What else can a construction employer do to thwart opioid abuse among its workers? These five prevention strategies can help:
- Educate employees about responsible prescription opioid use—Inform your workers about the potency of these drugs, how they work, any drug interactions and how they can become addictive.
- Understand risk factors surrounding opioid use, such as doctor shopping and physician dispensing.
- Provide support and a robust return-to-work program for injured employees—Your employee’s immediate supervisor can help prevent any further injury to the worker by refocusing his/ her injury away from disability and toward work ability, which improves morale. In addition, social support goes a long way when building a line of defense against drug and alcohol addictions.
- Communicate treatment options, including counseling and pharmaceutical treatment—Behavioral treatment can help an addict deal with cravings, avoid situations in which drugs are present and strengthen social support. Pharmacological interventions include the use of addiction medications as well as ongoing surveillance regarding prescriptions and usage patterns. A combined approach of behavioral and pharmacological yields greater success.

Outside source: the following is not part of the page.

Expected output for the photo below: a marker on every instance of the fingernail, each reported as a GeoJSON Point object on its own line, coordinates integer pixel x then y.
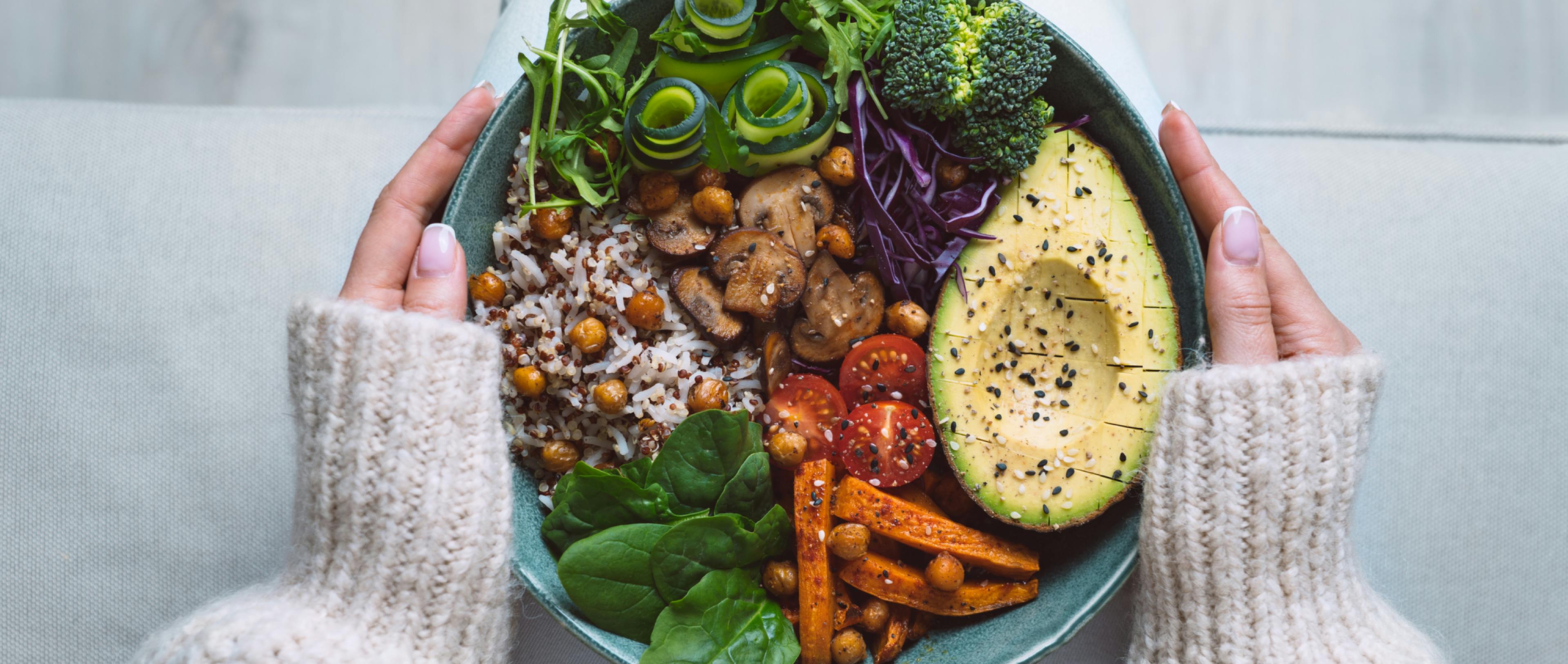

- Ask questions—The American College of Occupational and Environmental Medicine suggests that you ask the physicians in your medical provider network these sample questions:
- Are you using evidence-based treatment guidelines?
- Are you using principles of informed choice with your patients while advising them of the risk and benefits?
- Do you set expectations for discontinuation with limiting quintiles of opioids to treat acute pain?
- Are functional goals outlined at every visit?